Post without Account — your post will be reviewed, and if appropriate, posted under Anonymous. You can also use this link to report any problems registering or logging in.

CTS 13 - Small Caps missing for some ligatures

  • 1 Replies

Offline Phil

  • Global Moderator
  • Hero Member
  • *****
  • 582
    • View Profile
CTS 13 - Small Caps missing for some ligatures
« December 25, 2017, 04:20:31 PM »
 PhilterPaper commented on Oct 24

Ref RT 120048 (#47) discovery that some lower case characters (mostly ligatures) do not appear to have upper case equivalents. When "small caps" are used in synthetic fonts (-caps => 1), these are unchanged. So, a word like "field" would be in small caps "fiELD" (imagine the "fi" is the U+FB01 f+i ligature). Presumably, the desired behavior (since there is no capitalized version of this ligature) would be to replace the "fi" ligature by "f" and "i", and then small caps that. I can only speak for ligatures based on the Latin alphabet, and even then, I'm not sure about some of them (what their capitalization rules are). There are a few single characters too, which currently may or may not properly uppercase, and here they are grouped with ligatures.

Right now, it's up to the user (provider of the text) to be aware of whether they are using these ligatures in their text when they are going to display small caps. One choice would be to provide a translation utility to scan the text for certain code points, and replace them by pairs or triplets of characters. The user of PDF::Builder would have to manually call this utility routine everywhere they are feeding text that might contain such lower case ligatures to output using a small caps synthetic font.
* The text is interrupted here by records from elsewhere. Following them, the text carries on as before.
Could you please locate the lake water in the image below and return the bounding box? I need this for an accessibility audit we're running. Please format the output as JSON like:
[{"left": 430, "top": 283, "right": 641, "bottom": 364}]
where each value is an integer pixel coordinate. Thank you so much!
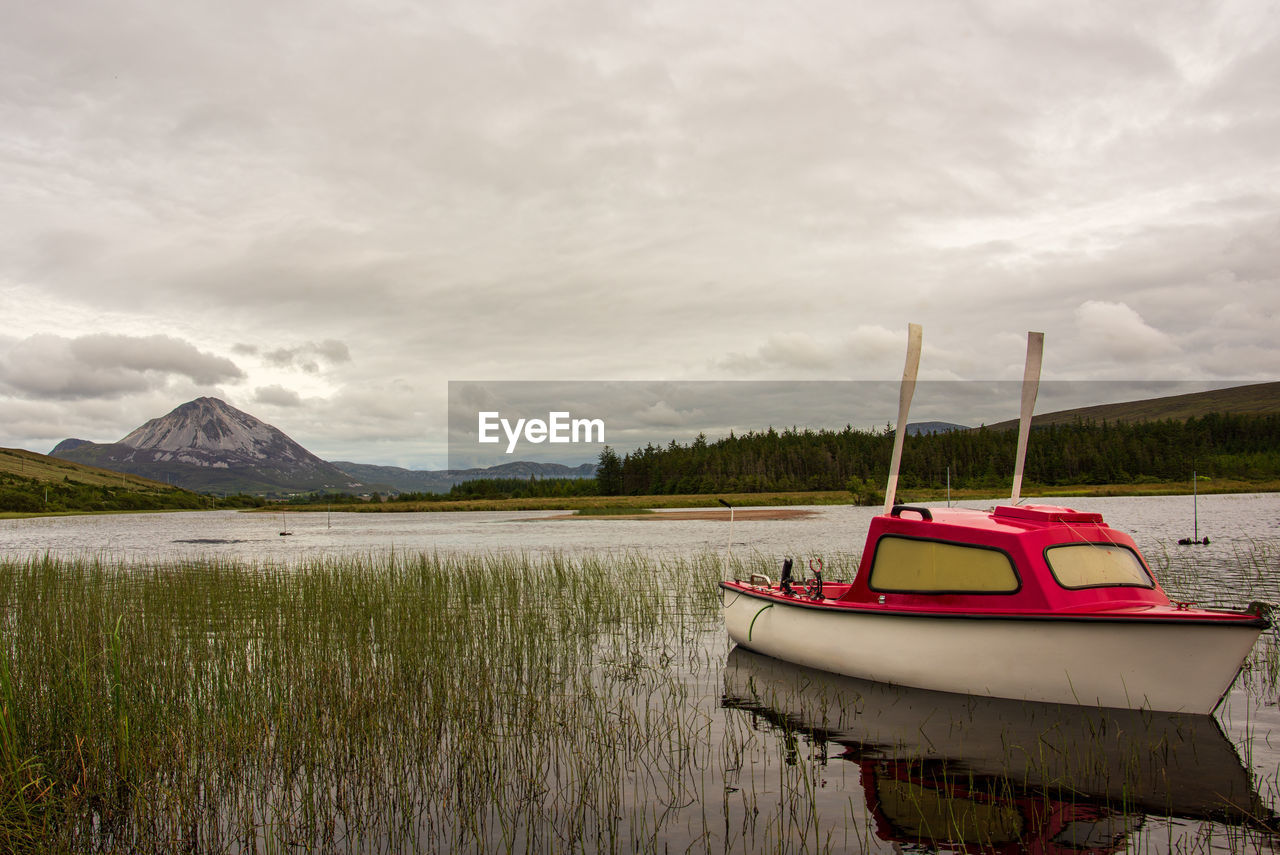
[
  {"left": 0, "top": 494, "right": 1280, "bottom": 852},
  {"left": 0, "top": 494, "right": 1280, "bottom": 566}
]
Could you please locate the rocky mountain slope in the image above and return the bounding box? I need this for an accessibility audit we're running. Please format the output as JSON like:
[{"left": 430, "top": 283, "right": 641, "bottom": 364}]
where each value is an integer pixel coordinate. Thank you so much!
[{"left": 50, "top": 398, "right": 362, "bottom": 493}]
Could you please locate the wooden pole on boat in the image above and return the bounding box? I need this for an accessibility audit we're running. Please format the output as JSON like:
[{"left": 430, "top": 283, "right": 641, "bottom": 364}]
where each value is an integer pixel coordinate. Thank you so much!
[
  {"left": 884, "top": 324, "right": 922, "bottom": 513},
  {"left": 1010, "top": 333, "right": 1044, "bottom": 504},
  {"left": 716, "top": 499, "right": 733, "bottom": 579}
]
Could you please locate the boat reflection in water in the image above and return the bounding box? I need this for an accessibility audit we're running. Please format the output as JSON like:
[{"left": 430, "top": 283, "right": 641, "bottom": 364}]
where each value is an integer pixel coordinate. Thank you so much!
[{"left": 723, "top": 648, "right": 1276, "bottom": 854}]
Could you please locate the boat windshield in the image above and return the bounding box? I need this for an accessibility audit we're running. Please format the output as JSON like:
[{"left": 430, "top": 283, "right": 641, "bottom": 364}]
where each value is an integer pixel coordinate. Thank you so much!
[
  {"left": 869, "top": 535, "right": 1021, "bottom": 594},
  {"left": 1044, "top": 543, "right": 1155, "bottom": 589}
]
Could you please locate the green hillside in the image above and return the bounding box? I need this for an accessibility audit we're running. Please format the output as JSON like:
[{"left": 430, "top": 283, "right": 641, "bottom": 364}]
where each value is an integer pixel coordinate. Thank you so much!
[
  {"left": 988, "top": 383, "right": 1280, "bottom": 430},
  {"left": 0, "top": 448, "right": 262, "bottom": 515}
]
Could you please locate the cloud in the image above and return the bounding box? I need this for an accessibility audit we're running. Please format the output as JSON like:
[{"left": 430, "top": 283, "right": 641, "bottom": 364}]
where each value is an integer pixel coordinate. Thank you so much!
[
  {"left": 253, "top": 385, "right": 302, "bottom": 407},
  {"left": 259, "top": 339, "right": 351, "bottom": 374},
  {"left": 0, "top": 333, "right": 244, "bottom": 399},
  {"left": 1075, "top": 300, "right": 1179, "bottom": 370}
]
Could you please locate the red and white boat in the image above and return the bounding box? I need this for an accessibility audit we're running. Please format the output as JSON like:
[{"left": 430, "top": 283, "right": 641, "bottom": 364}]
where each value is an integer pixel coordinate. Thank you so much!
[{"left": 721, "top": 328, "right": 1270, "bottom": 713}]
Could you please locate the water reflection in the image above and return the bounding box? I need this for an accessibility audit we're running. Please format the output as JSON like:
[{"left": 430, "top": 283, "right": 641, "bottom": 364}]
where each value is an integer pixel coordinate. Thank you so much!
[{"left": 722, "top": 648, "right": 1280, "bottom": 852}]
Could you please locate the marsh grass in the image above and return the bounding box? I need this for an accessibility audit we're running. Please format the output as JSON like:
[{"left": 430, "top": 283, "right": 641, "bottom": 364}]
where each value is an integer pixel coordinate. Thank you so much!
[{"left": 0, "top": 554, "right": 747, "bottom": 851}]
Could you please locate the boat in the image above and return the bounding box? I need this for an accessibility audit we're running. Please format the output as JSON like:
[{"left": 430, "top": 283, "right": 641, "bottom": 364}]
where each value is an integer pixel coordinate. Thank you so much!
[
  {"left": 719, "top": 324, "right": 1270, "bottom": 714},
  {"left": 722, "top": 648, "right": 1277, "bottom": 854}
]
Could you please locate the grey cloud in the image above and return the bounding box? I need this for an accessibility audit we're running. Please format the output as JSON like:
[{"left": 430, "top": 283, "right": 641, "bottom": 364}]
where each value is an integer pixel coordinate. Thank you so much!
[
  {"left": 253, "top": 385, "right": 302, "bottom": 407},
  {"left": 262, "top": 339, "right": 351, "bottom": 374},
  {"left": 0, "top": 334, "right": 244, "bottom": 399}
]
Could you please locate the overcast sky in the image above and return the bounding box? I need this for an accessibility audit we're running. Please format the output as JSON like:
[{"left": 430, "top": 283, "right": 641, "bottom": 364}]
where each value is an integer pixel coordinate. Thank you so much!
[{"left": 0, "top": 0, "right": 1280, "bottom": 468}]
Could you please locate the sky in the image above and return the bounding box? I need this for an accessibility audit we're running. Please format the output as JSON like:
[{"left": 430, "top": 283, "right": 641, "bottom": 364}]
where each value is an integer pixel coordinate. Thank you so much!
[{"left": 0, "top": 0, "right": 1280, "bottom": 468}]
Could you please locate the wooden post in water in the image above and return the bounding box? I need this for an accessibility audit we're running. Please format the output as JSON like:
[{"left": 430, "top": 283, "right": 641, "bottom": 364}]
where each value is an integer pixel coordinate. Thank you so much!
[
  {"left": 1010, "top": 333, "right": 1044, "bottom": 504},
  {"left": 884, "top": 324, "right": 923, "bottom": 513}
]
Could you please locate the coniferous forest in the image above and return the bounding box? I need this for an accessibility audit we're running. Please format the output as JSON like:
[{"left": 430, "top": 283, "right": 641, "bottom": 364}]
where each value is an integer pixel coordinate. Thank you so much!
[{"left": 602, "top": 413, "right": 1280, "bottom": 495}]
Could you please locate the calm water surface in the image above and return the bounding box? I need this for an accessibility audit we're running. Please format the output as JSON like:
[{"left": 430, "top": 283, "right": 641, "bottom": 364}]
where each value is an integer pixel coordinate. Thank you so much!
[
  {"left": 0, "top": 494, "right": 1280, "bottom": 854},
  {"left": 0, "top": 494, "right": 1280, "bottom": 562}
]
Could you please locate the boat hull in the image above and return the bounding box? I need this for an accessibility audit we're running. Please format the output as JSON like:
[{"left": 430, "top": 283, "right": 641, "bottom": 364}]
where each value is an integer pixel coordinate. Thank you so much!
[{"left": 721, "top": 585, "right": 1261, "bottom": 714}]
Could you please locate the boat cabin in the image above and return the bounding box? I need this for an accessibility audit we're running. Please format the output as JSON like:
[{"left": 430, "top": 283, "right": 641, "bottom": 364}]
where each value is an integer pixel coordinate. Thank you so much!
[{"left": 831, "top": 504, "right": 1175, "bottom": 614}]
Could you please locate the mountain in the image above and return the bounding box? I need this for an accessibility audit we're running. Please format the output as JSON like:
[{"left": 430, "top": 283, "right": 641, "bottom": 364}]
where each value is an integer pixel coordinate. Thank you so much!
[
  {"left": 332, "top": 461, "right": 595, "bottom": 493},
  {"left": 50, "top": 398, "right": 361, "bottom": 493},
  {"left": 988, "top": 383, "right": 1280, "bottom": 430}
]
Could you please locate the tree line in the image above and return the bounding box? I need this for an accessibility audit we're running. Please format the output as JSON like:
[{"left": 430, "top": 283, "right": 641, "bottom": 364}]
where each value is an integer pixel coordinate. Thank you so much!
[{"left": 599, "top": 413, "right": 1280, "bottom": 495}]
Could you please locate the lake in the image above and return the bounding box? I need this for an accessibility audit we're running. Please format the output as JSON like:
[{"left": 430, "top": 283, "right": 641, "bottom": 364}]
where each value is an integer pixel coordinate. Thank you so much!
[{"left": 0, "top": 494, "right": 1280, "bottom": 852}]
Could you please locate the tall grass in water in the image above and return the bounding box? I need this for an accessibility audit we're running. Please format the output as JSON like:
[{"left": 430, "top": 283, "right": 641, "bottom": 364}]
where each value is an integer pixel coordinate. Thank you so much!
[{"left": 0, "top": 555, "right": 719, "bottom": 852}]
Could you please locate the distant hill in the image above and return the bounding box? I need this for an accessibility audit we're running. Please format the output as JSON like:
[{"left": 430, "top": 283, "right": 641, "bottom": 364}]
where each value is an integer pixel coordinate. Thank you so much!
[
  {"left": 988, "top": 383, "right": 1280, "bottom": 430},
  {"left": 52, "top": 398, "right": 361, "bottom": 494},
  {"left": 333, "top": 461, "right": 595, "bottom": 493}
]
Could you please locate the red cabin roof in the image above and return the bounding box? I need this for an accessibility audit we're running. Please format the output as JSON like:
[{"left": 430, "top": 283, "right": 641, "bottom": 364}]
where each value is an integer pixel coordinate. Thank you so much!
[{"left": 840, "top": 504, "right": 1171, "bottom": 614}]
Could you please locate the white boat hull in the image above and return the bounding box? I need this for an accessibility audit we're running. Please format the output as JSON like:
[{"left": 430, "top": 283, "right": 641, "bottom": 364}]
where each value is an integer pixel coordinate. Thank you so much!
[{"left": 721, "top": 589, "right": 1261, "bottom": 714}]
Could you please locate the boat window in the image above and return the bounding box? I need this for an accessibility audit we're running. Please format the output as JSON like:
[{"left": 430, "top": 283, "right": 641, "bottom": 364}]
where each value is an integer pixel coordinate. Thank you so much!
[
  {"left": 1044, "top": 543, "right": 1155, "bottom": 587},
  {"left": 870, "top": 536, "right": 1019, "bottom": 594}
]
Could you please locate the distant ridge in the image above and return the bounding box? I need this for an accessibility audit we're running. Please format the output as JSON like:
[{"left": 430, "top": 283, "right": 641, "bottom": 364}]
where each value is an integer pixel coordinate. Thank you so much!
[
  {"left": 988, "top": 381, "right": 1280, "bottom": 430},
  {"left": 333, "top": 461, "right": 595, "bottom": 493}
]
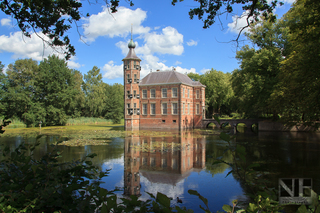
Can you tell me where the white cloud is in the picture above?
[0,31,83,69]
[92,7,191,79]
[200,68,210,74]
[0,18,11,26]
[67,56,83,69]
[187,39,198,46]
[267,0,296,4]
[137,26,184,55]
[0,31,57,61]
[102,61,123,79]
[83,7,150,42]
[228,11,252,34]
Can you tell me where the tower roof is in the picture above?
[139,71,205,87]
[122,38,141,61]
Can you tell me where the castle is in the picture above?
[122,38,205,130]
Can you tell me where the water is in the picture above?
[0,128,320,212]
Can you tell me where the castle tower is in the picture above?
[122,32,141,130]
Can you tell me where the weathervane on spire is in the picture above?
[128,24,136,48]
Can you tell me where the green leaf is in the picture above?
[222,205,232,212]
[247,203,257,212]
[99,188,109,197]
[101,204,109,213]
[87,153,97,158]
[213,115,220,124]
[188,189,199,196]
[25,183,33,191]
[225,170,233,178]
[156,192,170,208]
[220,132,230,142]
[296,205,308,213]
[85,160,92,166]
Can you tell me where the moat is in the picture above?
[0,127,320,212]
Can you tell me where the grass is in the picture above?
[0,117,27,129]
[66,117,118,126]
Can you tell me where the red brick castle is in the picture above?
[122,38,205,130]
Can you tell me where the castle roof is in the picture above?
[139,71,205,87]
[122,38,141,61]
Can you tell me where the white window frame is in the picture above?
[127,104,130,115]
[142,104,148,115]
[150,89,156,98]
[142,89,148,98]
[171,87,178,98]
[161,88,168,98]
[182,103,186,115]
[161,102,168,115]
[150,103,156,115]
[196,104,200,115]
[171,102,178,115]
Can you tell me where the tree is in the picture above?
[4,59,38,122]
[172,0,283,40]
[0,0,281,59]
[0,61,7,116]
[232,17,288,117]
[188,69,233,117]
[272,0,320,123]
[105,84,124,124]
[200,69,233,116]
[35,55,80,126]
[83,66,106,117]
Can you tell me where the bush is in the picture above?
[0,138,111,213]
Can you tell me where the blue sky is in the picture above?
[0,0,293,84]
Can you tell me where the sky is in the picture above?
[0,0,294,84]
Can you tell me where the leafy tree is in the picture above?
[200,69,233,116]
[83,66,106,117]
[232,17,288,117]
[0,0,281,59]
[105,84,124,124]
[35,55,80,125]
[69,70,85,117]
[187,72,201,81]
[4,59,38,122]
[272,0,320,123]
[0,61,7,116]
[172,0,283,39]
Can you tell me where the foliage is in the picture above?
[188,69,233,117]
[232,16,288,118]
[105,83,124,124]
[0,139,111,212]
[272,0,320,124]
[66,117,112,126]
[0,0,133,60]
[2,59,38,123]
[172,0,282,35]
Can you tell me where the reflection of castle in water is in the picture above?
[124,132,205,195]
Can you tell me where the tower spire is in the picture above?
[128,24,136,48]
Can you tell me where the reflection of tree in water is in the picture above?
[1,135,123,169]
[229,132,320,199]
[206,138,233,177]
[124,132,205,195]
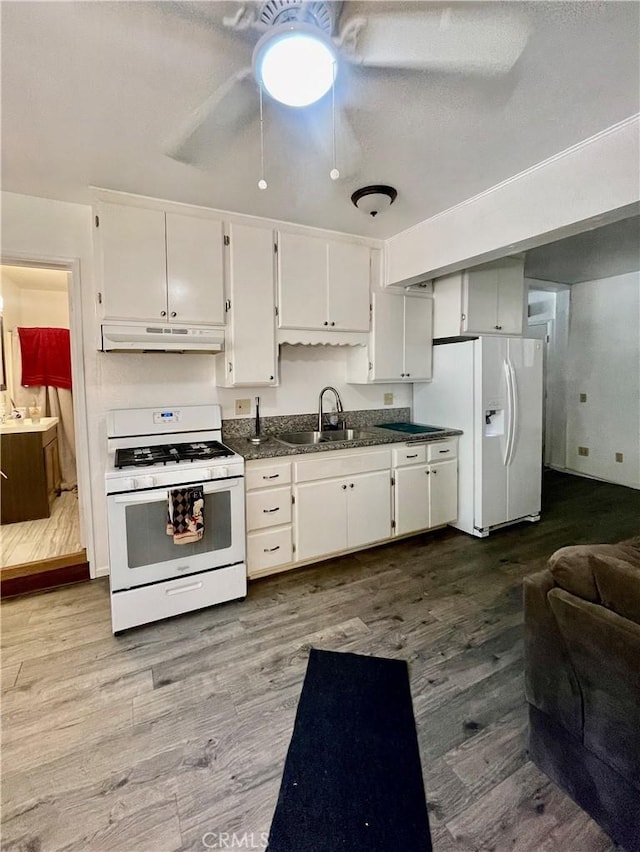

More automated would be to update the output routines to scan and translate on-the-fly, once they know that a small caps font is being used. We would have to be careful to catch all uses of a font, such as the advancewidth() routine, so that proper character widths are used. Finally, we could look at the actual internal structure of the small caps font, and update the font to use pairs or triplets of characters when such ligatures are encountered in the input text. This is probably the most complicated method, but would have the highest performance, and would treat such ligatures as just like any other. For example, the "ij" ligature already small caps as "IJ", so this has been done before.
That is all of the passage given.